Leaders of the divided island have met for a final day of talks to discuss unification. If negotiations succeed, a two-state system could be put up for public vote in 2017.
The Greek and Turkish leaders of Cyprus were hoping on Monday for a breakthrough in the second and final day of negotiations to determine the future of the divided country. The two sides were looking to lay the groundwork for a federal government with two states.
The Greek south side and Turkish north side of Cyprus have been at odds since a 1974 Greek coup attempt was followed by a Turkish invasion of the island nation.
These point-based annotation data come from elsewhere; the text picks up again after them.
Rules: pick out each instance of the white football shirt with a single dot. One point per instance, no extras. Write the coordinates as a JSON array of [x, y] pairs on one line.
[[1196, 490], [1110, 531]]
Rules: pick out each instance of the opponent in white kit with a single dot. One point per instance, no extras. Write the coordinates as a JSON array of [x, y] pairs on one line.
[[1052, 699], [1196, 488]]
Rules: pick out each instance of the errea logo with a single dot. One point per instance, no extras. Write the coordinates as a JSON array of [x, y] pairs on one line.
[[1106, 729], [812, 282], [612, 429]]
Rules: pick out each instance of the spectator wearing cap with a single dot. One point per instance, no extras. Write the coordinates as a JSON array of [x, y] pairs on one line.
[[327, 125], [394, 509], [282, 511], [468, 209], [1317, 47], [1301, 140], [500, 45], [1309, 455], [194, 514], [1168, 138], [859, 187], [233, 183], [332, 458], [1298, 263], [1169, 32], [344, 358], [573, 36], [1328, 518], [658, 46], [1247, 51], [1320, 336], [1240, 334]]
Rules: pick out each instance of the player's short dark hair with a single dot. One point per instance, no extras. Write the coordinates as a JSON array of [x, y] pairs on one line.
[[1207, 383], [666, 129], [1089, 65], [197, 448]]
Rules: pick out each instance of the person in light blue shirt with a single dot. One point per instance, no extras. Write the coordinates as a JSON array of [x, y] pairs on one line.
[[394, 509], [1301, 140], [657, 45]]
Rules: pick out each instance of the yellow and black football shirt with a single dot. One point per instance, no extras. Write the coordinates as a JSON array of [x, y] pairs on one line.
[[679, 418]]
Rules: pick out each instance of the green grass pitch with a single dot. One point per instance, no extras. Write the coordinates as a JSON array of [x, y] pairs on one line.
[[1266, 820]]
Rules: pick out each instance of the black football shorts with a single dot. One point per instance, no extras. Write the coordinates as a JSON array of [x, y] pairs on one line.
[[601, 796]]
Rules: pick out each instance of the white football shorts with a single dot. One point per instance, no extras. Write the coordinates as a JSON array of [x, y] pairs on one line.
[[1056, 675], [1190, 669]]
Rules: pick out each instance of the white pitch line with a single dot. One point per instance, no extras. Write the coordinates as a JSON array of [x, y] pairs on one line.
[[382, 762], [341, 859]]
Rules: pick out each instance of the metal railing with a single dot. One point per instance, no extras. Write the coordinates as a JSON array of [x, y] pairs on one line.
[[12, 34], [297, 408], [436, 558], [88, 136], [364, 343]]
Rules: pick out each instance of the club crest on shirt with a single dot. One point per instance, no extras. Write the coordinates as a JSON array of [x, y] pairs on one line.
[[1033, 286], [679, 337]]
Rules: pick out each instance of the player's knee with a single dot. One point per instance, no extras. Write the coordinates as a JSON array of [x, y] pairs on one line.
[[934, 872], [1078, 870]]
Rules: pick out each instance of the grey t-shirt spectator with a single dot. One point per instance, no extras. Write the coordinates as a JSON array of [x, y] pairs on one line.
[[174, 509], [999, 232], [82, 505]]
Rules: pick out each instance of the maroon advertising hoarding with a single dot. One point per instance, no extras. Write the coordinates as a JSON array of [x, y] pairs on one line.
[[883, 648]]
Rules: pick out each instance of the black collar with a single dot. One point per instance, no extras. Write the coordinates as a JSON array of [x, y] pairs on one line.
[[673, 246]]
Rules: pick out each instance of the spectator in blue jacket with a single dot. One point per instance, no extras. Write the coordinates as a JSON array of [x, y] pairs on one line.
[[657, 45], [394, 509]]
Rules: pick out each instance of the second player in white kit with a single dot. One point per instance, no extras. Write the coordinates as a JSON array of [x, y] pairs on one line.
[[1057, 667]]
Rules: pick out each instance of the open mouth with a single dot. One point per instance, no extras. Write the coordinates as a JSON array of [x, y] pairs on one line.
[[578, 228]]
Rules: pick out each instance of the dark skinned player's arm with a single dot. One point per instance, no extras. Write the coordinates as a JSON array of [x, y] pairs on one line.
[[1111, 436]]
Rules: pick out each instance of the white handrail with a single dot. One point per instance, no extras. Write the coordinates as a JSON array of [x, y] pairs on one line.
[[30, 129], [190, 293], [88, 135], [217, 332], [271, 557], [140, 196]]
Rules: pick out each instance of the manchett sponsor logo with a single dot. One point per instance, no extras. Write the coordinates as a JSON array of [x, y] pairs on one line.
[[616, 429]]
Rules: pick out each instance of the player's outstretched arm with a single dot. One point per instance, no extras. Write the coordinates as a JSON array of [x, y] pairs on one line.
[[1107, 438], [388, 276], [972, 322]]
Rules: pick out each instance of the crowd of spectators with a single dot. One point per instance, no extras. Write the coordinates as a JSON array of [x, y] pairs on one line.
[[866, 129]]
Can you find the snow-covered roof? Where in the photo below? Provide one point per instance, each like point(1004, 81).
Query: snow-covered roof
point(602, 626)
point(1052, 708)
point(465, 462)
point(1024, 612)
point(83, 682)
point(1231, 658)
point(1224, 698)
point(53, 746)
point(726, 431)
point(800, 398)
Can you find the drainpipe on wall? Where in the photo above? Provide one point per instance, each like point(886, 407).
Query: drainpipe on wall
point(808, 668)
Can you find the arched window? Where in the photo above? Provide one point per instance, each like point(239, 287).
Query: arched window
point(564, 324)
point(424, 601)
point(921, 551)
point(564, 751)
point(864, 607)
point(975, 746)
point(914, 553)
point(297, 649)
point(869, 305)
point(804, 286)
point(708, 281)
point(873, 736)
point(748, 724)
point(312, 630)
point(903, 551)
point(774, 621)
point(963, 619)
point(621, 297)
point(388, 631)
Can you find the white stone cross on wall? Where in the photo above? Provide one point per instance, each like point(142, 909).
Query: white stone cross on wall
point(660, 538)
Greek leader Nikos Anastasiades and his Turkish counterpart Mustafa Akinci were due to discuss on Monday which territory each side will control. Anastasiades hopes to return Turkish-occupied territory to its former Greek residents while Akinci has raised concerns that Turkish Cypriots will be uprooted by the handover.
If negotiations succeed, they will be followed by a conference involving the Greek and Turkish governments, as well as the European Union (EU), the United Nations (UN) and former colonial power, the UK.
A final issue to be discussed is the security framework of the island. Currently, the militaries of three countries - Greece, Turkey and Britain - are allowed to intervene to protect Cyprus in the event of a threat.
Cyprus is an EU member state, but only the government of the Greek south is internationally recognized. The aim of both sides is to unite the island under a federal system, with the Turkish and Greek states represented by a single government.
Results of the conference would be put up to public vote in a referendum next year.